『セクシィ古文』田中貴子・田中圭一

セクシィ古文 (メディアファクトリー新書)

セクシィ古文 (メディアファクトリー新書)

古事記』も『源氏物語』も『梁塵秘抄』もいっしょくたに、セックスの話ばかりずらっと取り揃えたというなかなか乱暴な一冊。田中圭一のまんががエロいです。
田中貴子氏が

この本は「性」(ひらたくいえばエロ)を題材とした古文を通じ、一人でも多くの人に古文を好きになってもらいたいという願いを込めて企画されたものである。

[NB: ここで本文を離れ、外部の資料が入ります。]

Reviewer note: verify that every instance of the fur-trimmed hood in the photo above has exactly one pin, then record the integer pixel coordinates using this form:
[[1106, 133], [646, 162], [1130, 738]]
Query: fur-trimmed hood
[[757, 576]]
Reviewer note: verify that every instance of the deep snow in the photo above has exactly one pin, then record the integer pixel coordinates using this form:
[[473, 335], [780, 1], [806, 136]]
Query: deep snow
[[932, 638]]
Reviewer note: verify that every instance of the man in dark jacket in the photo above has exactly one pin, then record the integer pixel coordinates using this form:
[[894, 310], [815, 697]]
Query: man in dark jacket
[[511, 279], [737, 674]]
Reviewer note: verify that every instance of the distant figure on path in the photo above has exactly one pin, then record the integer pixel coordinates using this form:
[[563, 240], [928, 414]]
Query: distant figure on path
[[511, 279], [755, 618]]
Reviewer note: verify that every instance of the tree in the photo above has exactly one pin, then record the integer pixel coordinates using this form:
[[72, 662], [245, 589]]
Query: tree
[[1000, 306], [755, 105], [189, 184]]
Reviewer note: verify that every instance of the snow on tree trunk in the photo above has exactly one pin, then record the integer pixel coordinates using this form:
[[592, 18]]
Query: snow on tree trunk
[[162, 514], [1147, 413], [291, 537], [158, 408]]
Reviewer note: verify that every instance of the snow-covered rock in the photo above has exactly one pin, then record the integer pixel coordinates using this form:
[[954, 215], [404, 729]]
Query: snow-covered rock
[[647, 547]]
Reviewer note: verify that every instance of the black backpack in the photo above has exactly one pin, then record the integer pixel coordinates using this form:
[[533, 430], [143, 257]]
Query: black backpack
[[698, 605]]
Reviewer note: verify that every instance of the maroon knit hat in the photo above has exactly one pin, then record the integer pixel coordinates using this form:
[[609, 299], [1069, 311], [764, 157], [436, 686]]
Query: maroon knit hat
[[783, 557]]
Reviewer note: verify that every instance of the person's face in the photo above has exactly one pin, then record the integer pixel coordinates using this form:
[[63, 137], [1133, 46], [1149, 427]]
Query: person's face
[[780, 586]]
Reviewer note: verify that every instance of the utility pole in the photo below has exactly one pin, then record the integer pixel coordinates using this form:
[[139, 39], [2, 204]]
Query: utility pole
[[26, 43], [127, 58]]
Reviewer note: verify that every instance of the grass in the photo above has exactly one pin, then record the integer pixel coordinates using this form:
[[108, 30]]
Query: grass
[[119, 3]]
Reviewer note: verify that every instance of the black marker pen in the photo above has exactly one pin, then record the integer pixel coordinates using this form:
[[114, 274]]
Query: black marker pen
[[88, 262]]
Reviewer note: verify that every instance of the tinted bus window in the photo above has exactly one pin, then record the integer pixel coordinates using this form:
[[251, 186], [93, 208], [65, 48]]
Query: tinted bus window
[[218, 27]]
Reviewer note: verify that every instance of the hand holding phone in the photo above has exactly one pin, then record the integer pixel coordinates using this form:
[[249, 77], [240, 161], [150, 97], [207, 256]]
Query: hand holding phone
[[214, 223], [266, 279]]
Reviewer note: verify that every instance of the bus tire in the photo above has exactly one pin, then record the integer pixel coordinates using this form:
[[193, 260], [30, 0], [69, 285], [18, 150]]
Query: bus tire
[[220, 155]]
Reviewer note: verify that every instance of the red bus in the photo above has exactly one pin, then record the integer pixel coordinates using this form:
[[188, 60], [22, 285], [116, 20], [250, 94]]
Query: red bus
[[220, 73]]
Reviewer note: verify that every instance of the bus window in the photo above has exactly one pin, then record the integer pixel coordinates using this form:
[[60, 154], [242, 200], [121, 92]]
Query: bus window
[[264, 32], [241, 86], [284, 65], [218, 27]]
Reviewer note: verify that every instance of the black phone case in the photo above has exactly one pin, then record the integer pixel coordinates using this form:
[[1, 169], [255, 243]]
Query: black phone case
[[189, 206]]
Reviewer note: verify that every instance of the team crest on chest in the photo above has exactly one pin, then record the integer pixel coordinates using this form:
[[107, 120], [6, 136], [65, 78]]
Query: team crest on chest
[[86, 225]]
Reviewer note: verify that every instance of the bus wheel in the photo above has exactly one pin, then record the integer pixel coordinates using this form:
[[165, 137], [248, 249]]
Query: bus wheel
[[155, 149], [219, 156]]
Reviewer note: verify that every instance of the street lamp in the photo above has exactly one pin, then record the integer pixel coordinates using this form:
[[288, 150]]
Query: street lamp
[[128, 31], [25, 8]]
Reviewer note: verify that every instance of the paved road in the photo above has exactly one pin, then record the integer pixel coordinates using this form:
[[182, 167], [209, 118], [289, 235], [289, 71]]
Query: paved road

と書いているけれど、はたして、この本を読んで「古文を好き」になる人がいるんだろうか。この本を読んで『源氏物語』を通読しよう! とか、『今昔物語集』を読んでみよう!とか、あるいは学校の古文の授業がおもしろくなった!なんて考える人がいるんだろうか。エロを目的にそのあたりの古文を読むんだったら、だいぶあてがはずれるよなあ。古典的なエロを楽しみたいなら、近世の枕絵でも眺めた方がいいんじゃないかなあ。nikkouも、若いころの読書を通じて、古文の面白さに目ざめたので、「古文を好きになってもらいたい」という気持ちはよくわかる。今昔物語集であれば、永井路子の「新今昔物語集」とか、それこそ芥川の翻案小説とか、現代を舞台に描かれた小説では味わえない感動を満喫したもので、あの感動を、今の若い読者とわかちあいたい、と、nikkouだって思う。でも、この本じゃ、無理だと思う。
ただ、すごく売れているらしいです。つまり、この本一冊が売れることだけ、「企画」されていて、その先のことは、たぶん、まったく期待されていないんだと思う。「売れる本」を作る、という要望と、自分の仕事の目的を高く掲げる、ということの間を上手に泳いでいきたいなあ、と、しみじみ感じた一冊。